Agency Challenges CDC Study Calling Asbestos Safe

Late in 2007, U.S. Environmental Protection Agency (EPA) investigators played volleyball at Illinois Beach State Park, a six-acre public playground/Lake Michigan beachfront near Zion, Illinois.

This 20-member emergency-response team wasn’t on vacation, though. They were trying to stir up beach sand and gravel to test for microscopic asbestos fibers, in response to an earlier joint investigation by the Chicago Sun-Times and NBC5 (a Chicago television broadcast affiliate of NBC News), which had in the spring of 2007 conducted a joint study to find asbestos samples which reportedly wash up on the aforementioned beach – a process that still occurs today.

The joint media investigation was the result of challenges by the Illinois Dunesland Preservation Society (IDPS) that the U.S. Environmental Protection Agency, or EPA, and the CDC’s Agency for Toxic Substances and Disease Registry, or ATSDR, have both downplayed the issue of public health where it concerns the beach for decades.

Jeff Camplin, an asbestos expert working with the IDPS, describes it thus: “For the last 10 years, their mantra is, well, yes, there're pieces (of asbestos) there, and in 99.9 percent of any other situation, children would not be allowed in an area where asbestos is continually found, let alone a 7-and-a-half-mile beach.”

The IDPS has been fighting state and federal authorities to either clean up the beach under EPA Superfund provisions, or allow the agency to display its Asbestos Safety Tips flyer at the beach, a move so far prohibited by the state. Camplin is slated to testify before the U.S. House of Representatives Subcommittee on Investigations and Oversight, which is investigating allegations of scientific fraud by ATSDR, which issued the most recent report calling the beach safe.

In its report, the ATSDR stated that beach use is not anticipated to harm people’s health because asbestos fibers were found in only 13 of 154 samples, “at levels within or below the EPA’s target risk range”.
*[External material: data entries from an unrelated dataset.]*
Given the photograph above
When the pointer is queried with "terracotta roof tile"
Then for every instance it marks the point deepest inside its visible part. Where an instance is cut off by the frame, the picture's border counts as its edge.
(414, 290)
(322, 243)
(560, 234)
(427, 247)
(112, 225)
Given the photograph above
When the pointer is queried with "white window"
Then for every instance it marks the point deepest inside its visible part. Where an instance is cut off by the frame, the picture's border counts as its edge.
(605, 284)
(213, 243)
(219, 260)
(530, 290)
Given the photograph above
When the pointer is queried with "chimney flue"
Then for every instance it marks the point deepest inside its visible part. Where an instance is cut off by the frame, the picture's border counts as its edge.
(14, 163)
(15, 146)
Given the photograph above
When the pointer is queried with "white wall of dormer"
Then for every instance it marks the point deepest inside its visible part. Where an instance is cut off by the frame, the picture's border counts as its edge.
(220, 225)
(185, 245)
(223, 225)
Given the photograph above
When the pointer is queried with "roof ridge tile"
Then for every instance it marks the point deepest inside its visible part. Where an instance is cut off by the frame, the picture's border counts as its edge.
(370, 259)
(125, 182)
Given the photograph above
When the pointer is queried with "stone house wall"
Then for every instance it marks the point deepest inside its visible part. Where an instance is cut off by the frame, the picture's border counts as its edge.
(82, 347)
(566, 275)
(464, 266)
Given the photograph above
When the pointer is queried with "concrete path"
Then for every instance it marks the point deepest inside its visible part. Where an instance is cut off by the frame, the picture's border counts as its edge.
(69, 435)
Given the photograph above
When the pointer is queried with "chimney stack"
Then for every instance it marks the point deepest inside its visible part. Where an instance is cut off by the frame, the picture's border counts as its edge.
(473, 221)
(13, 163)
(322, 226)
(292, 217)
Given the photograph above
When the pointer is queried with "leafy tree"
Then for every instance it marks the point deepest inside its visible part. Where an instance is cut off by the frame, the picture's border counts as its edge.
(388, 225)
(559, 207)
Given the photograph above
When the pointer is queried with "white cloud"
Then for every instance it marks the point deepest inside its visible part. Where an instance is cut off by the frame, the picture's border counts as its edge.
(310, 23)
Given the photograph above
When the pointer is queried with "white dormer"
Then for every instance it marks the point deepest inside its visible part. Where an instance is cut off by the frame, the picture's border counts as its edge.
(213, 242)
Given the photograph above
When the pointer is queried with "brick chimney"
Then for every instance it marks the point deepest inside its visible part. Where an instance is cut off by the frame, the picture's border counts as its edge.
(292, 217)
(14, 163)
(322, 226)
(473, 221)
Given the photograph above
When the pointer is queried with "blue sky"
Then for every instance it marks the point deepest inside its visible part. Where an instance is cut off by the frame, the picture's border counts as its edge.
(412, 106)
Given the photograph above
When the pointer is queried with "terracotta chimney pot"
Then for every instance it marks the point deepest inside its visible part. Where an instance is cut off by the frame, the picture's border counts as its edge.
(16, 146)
The Congressional subcommittee is investigating charges that the ATSDR uses faulty, flawed or skewed science, as was the case when it reported the safety of trailers provided to Hurricanes Katrina and Rita victims – trailers which were so contaminated with formaldehyde that Federal Emergency Management Agency (FEMA) workers were forbidden to enter them.
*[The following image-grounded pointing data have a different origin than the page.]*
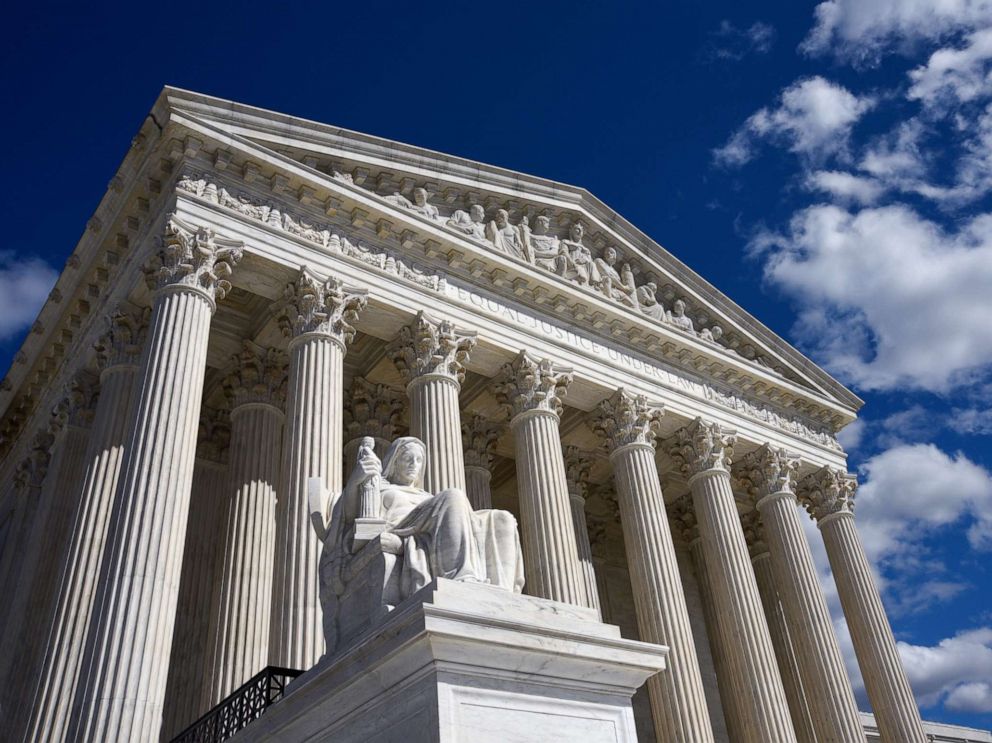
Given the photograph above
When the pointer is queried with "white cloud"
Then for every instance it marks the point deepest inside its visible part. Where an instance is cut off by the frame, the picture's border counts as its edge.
(949, 671)
(845, 187)
(813, 119)
(975, 697)
(24, 286)
(887, 299)
(956, 75)
(861, 31)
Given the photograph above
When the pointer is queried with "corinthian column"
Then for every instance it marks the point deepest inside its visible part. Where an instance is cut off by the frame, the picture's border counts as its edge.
(479, 439)
(778, 629)
(702, 450)
(678, 703)
(577, 466)
(828, 495)
(117, 355)
(371, 410)
(128, 654)
(317, 316)
(769, 474)
(431, 356)
(255, 390)
(531, 392)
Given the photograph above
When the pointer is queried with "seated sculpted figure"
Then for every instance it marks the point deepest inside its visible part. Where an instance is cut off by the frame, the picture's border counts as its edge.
(434, 536)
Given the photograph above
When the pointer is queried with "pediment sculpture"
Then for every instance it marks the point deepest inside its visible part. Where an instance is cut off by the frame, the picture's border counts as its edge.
(385, 537)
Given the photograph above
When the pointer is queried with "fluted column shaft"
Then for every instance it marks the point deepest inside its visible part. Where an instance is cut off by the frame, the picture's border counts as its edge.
(551, 557)
(763, 708)
(896, 713)
(130, 638)
(60, 665)
(312, 448)
(785, 653)
(678, 703)
(246, 580)
(435, 419)
(189, 661)
(828, 690)
(478, 487)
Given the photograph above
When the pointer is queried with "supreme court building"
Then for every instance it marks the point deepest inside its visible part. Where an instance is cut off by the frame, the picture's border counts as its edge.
(255, 294)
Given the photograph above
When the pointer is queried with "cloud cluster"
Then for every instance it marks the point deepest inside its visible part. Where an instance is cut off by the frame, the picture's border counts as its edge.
(813, 118)
(24, 286)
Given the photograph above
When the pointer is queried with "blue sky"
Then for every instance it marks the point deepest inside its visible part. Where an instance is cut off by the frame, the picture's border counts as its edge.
(827, 165)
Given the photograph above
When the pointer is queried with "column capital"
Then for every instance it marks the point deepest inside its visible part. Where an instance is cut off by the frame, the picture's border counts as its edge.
(320, 306)
(766, 471)
(479, 437)
(124, 339)
(193, 258)
(372, 409)
(527, 384)
(828, 492)
(578, 463)
(626, 419)
(214, 434)
(431, 347)
(682, 518)
(702, 446)
(256, 375)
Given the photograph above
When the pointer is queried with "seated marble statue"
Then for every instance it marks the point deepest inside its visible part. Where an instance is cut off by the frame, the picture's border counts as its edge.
(441, 536)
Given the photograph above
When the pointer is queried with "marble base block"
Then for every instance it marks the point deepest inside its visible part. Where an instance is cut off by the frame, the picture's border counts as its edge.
(464, 662)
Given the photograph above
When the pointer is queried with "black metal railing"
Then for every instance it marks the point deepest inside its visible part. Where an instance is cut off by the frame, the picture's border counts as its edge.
(243, 706)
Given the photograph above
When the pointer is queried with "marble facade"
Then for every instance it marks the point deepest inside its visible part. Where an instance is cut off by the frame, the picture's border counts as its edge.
(255, 295)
Camplin has already commented on the fact that the agency seems beset by some “consistent pattern of unethical behavior and scientific fraud”.
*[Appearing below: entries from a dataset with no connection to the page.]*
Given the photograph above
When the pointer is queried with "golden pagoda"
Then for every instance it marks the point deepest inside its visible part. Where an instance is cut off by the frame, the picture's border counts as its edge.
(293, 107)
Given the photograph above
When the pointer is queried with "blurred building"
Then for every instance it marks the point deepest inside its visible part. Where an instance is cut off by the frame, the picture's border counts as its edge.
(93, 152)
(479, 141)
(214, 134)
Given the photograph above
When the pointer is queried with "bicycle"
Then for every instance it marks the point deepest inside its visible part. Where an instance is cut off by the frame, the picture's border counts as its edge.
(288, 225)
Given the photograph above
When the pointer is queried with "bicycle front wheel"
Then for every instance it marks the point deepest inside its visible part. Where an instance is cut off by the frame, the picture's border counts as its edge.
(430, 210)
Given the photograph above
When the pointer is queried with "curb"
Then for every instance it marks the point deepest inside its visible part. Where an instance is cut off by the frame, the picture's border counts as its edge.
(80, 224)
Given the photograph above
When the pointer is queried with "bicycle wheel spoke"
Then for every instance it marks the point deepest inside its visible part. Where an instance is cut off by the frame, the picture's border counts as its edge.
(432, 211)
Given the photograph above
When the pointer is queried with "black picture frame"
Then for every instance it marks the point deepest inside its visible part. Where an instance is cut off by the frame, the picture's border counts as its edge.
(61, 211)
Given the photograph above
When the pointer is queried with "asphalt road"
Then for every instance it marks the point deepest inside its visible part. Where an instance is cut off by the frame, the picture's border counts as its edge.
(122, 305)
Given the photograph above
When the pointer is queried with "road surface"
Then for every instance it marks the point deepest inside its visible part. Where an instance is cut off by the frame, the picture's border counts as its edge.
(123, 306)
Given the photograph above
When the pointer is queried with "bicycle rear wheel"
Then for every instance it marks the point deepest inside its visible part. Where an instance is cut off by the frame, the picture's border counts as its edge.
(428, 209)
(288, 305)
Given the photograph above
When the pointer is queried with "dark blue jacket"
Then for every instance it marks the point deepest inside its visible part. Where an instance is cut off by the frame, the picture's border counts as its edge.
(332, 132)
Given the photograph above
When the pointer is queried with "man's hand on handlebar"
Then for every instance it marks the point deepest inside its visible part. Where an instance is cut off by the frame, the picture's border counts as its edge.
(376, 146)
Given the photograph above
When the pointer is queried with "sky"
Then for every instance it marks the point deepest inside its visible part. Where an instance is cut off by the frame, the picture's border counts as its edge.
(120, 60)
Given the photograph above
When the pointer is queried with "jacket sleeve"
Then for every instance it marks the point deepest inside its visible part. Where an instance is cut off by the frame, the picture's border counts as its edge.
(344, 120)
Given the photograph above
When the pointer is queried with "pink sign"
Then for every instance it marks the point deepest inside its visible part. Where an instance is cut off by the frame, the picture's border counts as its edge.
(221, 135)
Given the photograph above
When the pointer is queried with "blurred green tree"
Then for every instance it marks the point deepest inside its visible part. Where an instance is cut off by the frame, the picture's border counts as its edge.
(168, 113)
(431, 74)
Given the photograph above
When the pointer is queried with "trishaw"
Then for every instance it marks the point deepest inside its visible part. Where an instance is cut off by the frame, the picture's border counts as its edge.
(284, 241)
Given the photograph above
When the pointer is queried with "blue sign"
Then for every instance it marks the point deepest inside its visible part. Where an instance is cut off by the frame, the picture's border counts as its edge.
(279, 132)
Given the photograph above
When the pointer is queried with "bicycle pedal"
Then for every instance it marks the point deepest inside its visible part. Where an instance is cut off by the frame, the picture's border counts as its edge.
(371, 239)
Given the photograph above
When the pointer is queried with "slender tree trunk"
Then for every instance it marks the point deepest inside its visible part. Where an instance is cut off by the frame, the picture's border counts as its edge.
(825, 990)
The park, also known as Adeline Jay Geo-Karis Illinois Beach State Park, is near the Wisconsin border, about five miles north of where a massive asbestos cleanup at the old Johns-Manville plant on the Waukegan (Illinois) lakeshore was completed in 1991. The old fishing pier near the Midwest Generation coal-fired plant, a half mile south of that, has been closed for several years because of asbestos contamination.

Paul Kakuris, the IDPS president, has also questioned not only the report’s findings but its untimely release, 18 months late but just in time for the Congressional hearing, where preliminary comments state that officials from the ATSDR consistently "deny, delay, minimize, trivialize or ignore legitimate health concerns."
"Time and time again ATSDR appears to avoid clearly and directly confronting the most obvious toxic culprits that harm the health of local communities throughout the nation."

The ATSDR and the CDC have both declined comment, saying only that Director Howard Frumkin would address all charges on when he appears before the subcommittee on March 12 as scheduled.

The Dunesland group also has filed a complaint with the U.S. Inspector General's Office.

The issue of asbestos at Illinois Beach State Park has been studied any number of times by various state and federal agencies, all of whom issue the same positive safety reports. Kakuris calls the ATSDR report more of the same “junk science”, and contends that the assorted state and federal agencies are complicit in endangering the health of U.S. citizens.

In Kakuris’ favor, reporters note that the Midwest Generation pier still remains closed in spite of these favorable safety recommendations. Officials say that situation is the result of no one knowing who is responsible (the state or Midwest) if someone is injured walking on the old pier. It’s a good escape clause, if one can believe it.